STM32 SWO vs FastSemihosting

Sysprogs forums Forums VisualGDB STM32 SWO vs FastSemihosting

Viewing 12 posts - 1 through 12 (of 12 total)
  • Author
    Posts
  • #32402
    Timo Engelmann
    Participant

    Hi SysProgs Support,

    thanks for the support at https://sysprogs.com/w/forums/topic/stm32-itm-swo-solved/ topic.
    Now I test the VisualGDB FastSemihosting contra ITM/SWO.

    I’m using a STM32CubeMx CMake project with FreeRTOS.
    My system runs on a STM32G474 with SYSCLK = 160 MHz.
    The SWO is clocked at the maximum speed of 40 MHz.

    To compare the both output methods I use the following simple test code
    and measure the diff time at the Dbg0-Pin with a logic analyzer.

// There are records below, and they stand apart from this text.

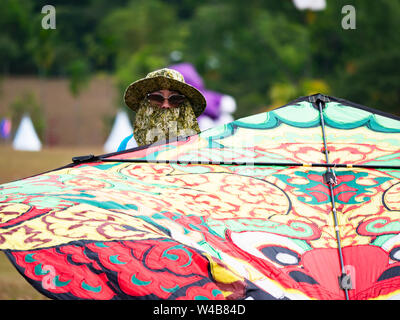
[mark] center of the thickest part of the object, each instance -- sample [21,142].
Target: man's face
[166,99]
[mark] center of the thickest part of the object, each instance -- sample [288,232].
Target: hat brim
[137,91]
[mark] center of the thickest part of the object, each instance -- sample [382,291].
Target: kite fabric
[301,202]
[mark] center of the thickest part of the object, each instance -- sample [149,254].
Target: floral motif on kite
[117,230]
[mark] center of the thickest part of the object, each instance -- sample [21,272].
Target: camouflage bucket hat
[168,79]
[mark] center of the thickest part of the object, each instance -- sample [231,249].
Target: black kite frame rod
[330,179]
[239,163]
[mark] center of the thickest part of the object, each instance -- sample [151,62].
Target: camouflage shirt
[156,124]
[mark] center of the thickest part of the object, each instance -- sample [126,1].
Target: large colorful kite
[302,202]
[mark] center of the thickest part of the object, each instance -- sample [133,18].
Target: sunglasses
[174,101]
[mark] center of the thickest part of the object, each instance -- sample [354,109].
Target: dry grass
[16,165]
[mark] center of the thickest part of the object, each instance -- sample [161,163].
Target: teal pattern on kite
[301,202]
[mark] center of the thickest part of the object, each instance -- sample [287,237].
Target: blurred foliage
[28,104]
[263,53]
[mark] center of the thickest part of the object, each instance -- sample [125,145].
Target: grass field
[16,165]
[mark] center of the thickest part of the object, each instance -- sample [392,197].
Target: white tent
[26,138]
[121,129]
[314,5]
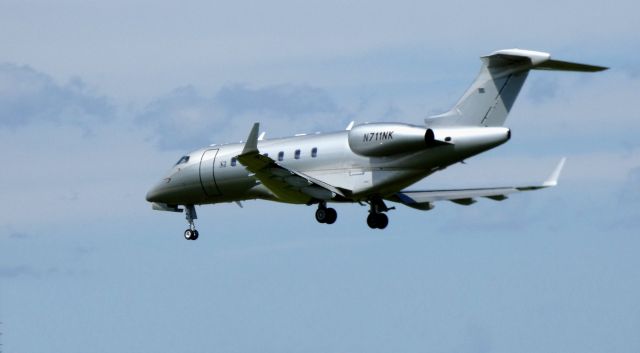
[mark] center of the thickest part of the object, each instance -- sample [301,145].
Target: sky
[98,99]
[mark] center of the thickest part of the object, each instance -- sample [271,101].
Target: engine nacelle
[385,139]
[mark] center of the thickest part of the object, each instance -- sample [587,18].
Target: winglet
[251,145]
[553,178]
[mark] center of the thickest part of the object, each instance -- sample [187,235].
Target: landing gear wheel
[326,215]
[382,221]
[331,216]
[321,215]
[377,220]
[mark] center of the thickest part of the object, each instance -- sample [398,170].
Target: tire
[382,221]
[332,215]
[371,221]
[321,215]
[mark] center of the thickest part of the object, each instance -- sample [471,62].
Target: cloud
[8,272]
[186,118]
[28,96]
[289,100]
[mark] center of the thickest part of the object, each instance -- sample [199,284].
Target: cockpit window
[182,160]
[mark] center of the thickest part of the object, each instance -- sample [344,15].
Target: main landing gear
[191,233]
[377,219]
[326,215]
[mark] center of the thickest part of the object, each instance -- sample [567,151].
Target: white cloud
[27,95]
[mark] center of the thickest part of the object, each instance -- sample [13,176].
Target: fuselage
[213,174]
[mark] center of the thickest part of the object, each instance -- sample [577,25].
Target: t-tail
[490,98]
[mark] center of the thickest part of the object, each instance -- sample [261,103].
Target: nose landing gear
[190,215]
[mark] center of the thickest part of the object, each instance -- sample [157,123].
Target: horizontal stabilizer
[568,66]
[491,96]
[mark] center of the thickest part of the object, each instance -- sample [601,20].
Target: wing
[423,200]
[286,184]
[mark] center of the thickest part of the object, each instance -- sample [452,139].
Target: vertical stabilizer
[490,98]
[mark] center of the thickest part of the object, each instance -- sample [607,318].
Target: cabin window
[183,159]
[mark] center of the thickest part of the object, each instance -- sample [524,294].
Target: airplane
[370,164]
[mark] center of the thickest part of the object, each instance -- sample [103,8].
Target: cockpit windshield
[183,159]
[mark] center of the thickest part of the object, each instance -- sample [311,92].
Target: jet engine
[387,139]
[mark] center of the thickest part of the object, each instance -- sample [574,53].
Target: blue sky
[98,99]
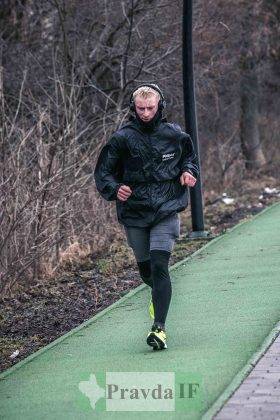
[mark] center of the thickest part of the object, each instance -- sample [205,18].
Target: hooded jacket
[149,158]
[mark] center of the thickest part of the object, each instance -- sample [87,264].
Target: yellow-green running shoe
[151,309]
[157,339]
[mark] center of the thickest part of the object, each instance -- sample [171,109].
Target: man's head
[146,101]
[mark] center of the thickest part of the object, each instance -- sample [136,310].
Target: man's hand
[124,192]
[187,179]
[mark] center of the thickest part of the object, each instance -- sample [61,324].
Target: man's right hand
[124,192]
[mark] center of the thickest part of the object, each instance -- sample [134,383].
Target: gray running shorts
[161,237]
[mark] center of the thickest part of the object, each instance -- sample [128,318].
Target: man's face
[146,108]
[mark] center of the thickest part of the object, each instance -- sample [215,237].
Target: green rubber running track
[225,306]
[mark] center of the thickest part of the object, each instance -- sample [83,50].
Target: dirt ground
[38,314]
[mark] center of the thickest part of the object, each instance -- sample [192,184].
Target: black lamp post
[190,118]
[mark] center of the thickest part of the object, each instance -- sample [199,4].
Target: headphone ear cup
[161,105]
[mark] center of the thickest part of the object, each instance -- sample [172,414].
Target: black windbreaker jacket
[150,160]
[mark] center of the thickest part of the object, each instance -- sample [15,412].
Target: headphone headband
[162,102]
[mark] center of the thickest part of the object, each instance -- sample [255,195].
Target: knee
[159,264]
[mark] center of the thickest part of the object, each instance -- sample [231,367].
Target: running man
[146,166]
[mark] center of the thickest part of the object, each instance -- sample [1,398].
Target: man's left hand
[187,179]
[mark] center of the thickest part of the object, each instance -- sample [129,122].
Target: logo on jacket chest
[168,156]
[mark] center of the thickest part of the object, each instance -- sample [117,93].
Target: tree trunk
[249,127]
[249,91]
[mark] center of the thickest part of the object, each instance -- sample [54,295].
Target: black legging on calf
[145,272]
[162,289]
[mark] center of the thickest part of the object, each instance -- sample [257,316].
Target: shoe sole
[155,342]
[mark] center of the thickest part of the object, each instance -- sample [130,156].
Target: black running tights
[154,272]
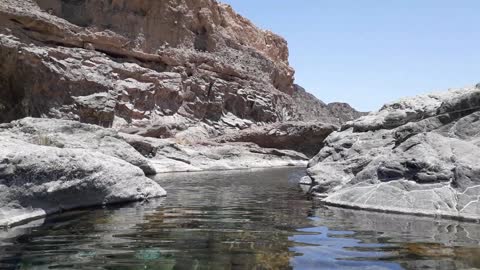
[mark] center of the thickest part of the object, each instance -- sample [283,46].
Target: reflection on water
[238,220]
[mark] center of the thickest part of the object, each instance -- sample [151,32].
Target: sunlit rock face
[418,155]
[140,63]
[153,68]
[48,166]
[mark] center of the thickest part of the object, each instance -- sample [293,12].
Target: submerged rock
[305,137]
[418,155]
[75,135]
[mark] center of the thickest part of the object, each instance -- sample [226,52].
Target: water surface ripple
[238,220]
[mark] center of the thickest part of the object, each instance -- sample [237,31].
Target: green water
[238,220]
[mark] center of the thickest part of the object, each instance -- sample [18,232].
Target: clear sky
[369,52]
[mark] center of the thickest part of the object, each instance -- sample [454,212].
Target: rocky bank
[417,155]
[95,95]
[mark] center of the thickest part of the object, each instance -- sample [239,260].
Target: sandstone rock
[305,137]
[127,76]
[312,109]
[169,155]
[415,156]
[39,180]
[75,135]
[140,64]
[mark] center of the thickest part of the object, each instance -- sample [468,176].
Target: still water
[238,220]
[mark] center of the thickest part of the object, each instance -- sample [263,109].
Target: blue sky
[369,52]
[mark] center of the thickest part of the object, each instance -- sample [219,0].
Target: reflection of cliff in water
[239,220]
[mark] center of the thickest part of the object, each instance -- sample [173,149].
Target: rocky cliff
[418,155]
[154,68]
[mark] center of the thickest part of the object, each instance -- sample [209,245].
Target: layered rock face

    HAL_GPIO_WritePin(Dbg0_GPIO_Port, Dbg0_Pin, GPIO_PIN_SET); // From here...
    ITM_Write("SWO\r\n"); // Write direct to SWO.
    HAL_GPIO_WritePin(Dbg0_GPIO_Port, Dbg0_Pin, GPIO_PIN_RESET); // ... to here it takes 2.775 µs
    HAL_GPIO_WritePin(Dbg0_GPIO_Port, Dbg0_Pin, GPIO_PIN_SET); // From here...
    printf("Sem\r\n"); // Print via FastSemihosting
    HAL_GPIO_WritePin(Dbg0_GPIO_Port, Dbg0_Pin, GPIO_PIN_RESET); // ... to here it takes 12.525 µs

    For the result see comments or the attached screenshot.
    I assume, that the slower speed of FastSemihosting is caused by using the printf() method.

    At FastSemihosting.h you write:

    //! Do not call directly. Enable the <b>Redirect printf() to fast semihosting</b> option instead and use regular printf().
    int WriteToFastSemihostingChannel(unsigned char channel, const void *pBuffer, int size, int writeAll);

    Is there any way to write a string directly to FastSemihosting without the comfort of printf()?

    Thanks for support!
    Timo

    Attachments:
    You must be logged in to view attached files.
    #32405
    Timo Engelmann
    Participant

    Only for testing I call now direct the WriteToFastSemihostingChannel() methode with following result:

    HAL_GPIO_WritePin(Dbg0_GPIO_Port, Dbg0_Pin, GPIO_PIN_SET); // From here...
    ITM_Write("SWO\r\n");
    HAL_GPIO_WritePin(Dbg0_GPIO_Port, Dbg0_Pin, GPIO_PIN_RESET); // ... to here it takes 2.775 µs
    
    HAL_GPIO_WritePin(Dbg0_GPIO_Port, Dbg0_Pin, GPIO_PIN_SET); // From here...
    printf("Sem\r\n");
    HAL_GPIO_WritePin(Dbg0_GPIO_Port, Dbg0_Pin, GPIO_PIN_RESET); // ... to here it takes 12.525 µs
    
    HAL_GPIO_WritePin(Dbg0_GPIO_Port, Dbg0_Pin, GPIO_PIN_SET); // From here...
    WriteToFastSemihostingChannel(1, "Dir\r\n", 5, 1);
    HAL_GPIO_WritePin(Dbg0_GPIO_Port, Dbg0_Pin, GPIO_PIN_RESET); // ... to here it takes 2.985 µs

    If it is ok to use this method direct, it would be a good result.
    It is a little bit slower than the SWO, but I can use the colors if I needed.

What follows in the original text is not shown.